Display the DataFrame with the Predicted Calories.

python

numerical_cols = predictions_df.select_dtypes(include=np.number).columns
display(predictions_df.style.apply(highlight_predicted_calories, axis=0).format({col: '{:.2f}' for col in numerical_cols}))

age	height	weight	duration	heart_rate	body_temp	gender	height_m	bmi	age_group	duration_heart_rate	bmi_heart_rate	duration_body_temp	weight_duration	bmi_duration	heart_rate_body_temp	predicted_calories
30.00	170.00	70.00	15.00	90.00	39.50	female	1.70	24.22	30-39	1350.00	1350.00	592.50	1050.00	363.32	3555.00	63.92
45.00	180.00	90.00	30.00	120.00	41.00	male	1.85	26.30	40-49	3600.00	3155.59	1230.00	2700.00	788.90	4920.00	258.36
25.00	160.00	55.00	10.00	85.00	38.80	female	1.60	21.48	18-29	850.00	1826.17	388.00	550.00	214.84	3298.00	37.50

7 Project Summary

This project aimed to develop a data-driven model to accurately estimate calorie expenditure during physical activity, suitable for integration into a fitness tracking application.

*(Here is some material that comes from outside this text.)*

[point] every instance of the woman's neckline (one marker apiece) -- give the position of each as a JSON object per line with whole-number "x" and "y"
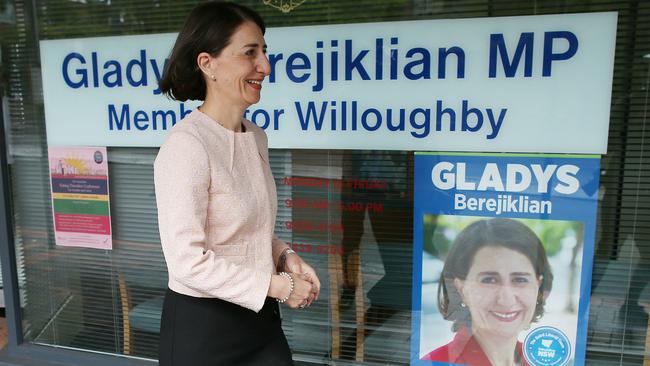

Objective: To predict the number of calories burned based on user biometrics and exercise data using a machine learning model. This was framed as a supervised regression task.

Methodology:

Data Understanding & EDA:
- Loaded and merged two datasets containing exercise and calorie information.
- Assessed data quality, identified no missing values, and examined the distributions of features.
- Discovered that duration, heart_rate, and body_temp showed strong correlations with calories.
- Noted a slight difference in calorie expenditure between genders and a highly right-skewed distribution for the target variable, calories.
Data Preprocessing & Feature Engineering:
- Created new features such as BMI (bmi), age groups (age_group), and interaction terms (e.g., duration_heart_rate, bmi_duration) to potentially improve model performance.
- Applied one-hot encoding to categorical features (gender, age_group).
- Split the data into training and testing sets.
- Scaled numerical features using StandardScaler to prepare them for modeling.
Model Development and Training:
- Trained several regression models: Linear Regression, Ridge Regression, Lasso Regression, Random Forest Regressor, and Gradient Boosting Regressor.
Model Evaluation:
- Evaluated each model's performance on the test set using Mean Squared Error (MSE), Mean Absolute Error (MAE), and R-squared (R2).
- The ensemble models (Random Forest and Gradient Boosting) significantly outperformed the linear models.
- The Random Forest Regressor achieved the best results with the lowest MSE (7.8513), lowest MAE (1.8234), and highest R-squared (0.9981).
Feature Importance:
- Analyzed the feature importances from the Random Forest model, confirming that the interaction term duration_heart_rate was the most influential feature in predicting calorie burn, followed by age and gender.
Inference:
- Demonstrated how to use the trained Random Forest Regressor model to make predictions on new, unseen sample data, ensuring consistent preprocessing steps.

Key Findings:

The dataset is well-suited for a regression task.
Features related to exercise intensity and duration (duration, heart_rate, body_temp) and their interactions are strong predictors of calorie expenditure.
The Random Forest Regressor model provides highly accurate predictions, with an average absolute error of less than 2 calories.

Conclusion:

Based on the comprehensive evaluation, the Random Forest Regressor is the recommended model for predicting calorie expenditure in the fitness tracking application. Its high R-squared value and low MAE indicate excellent predictive performance and reliability.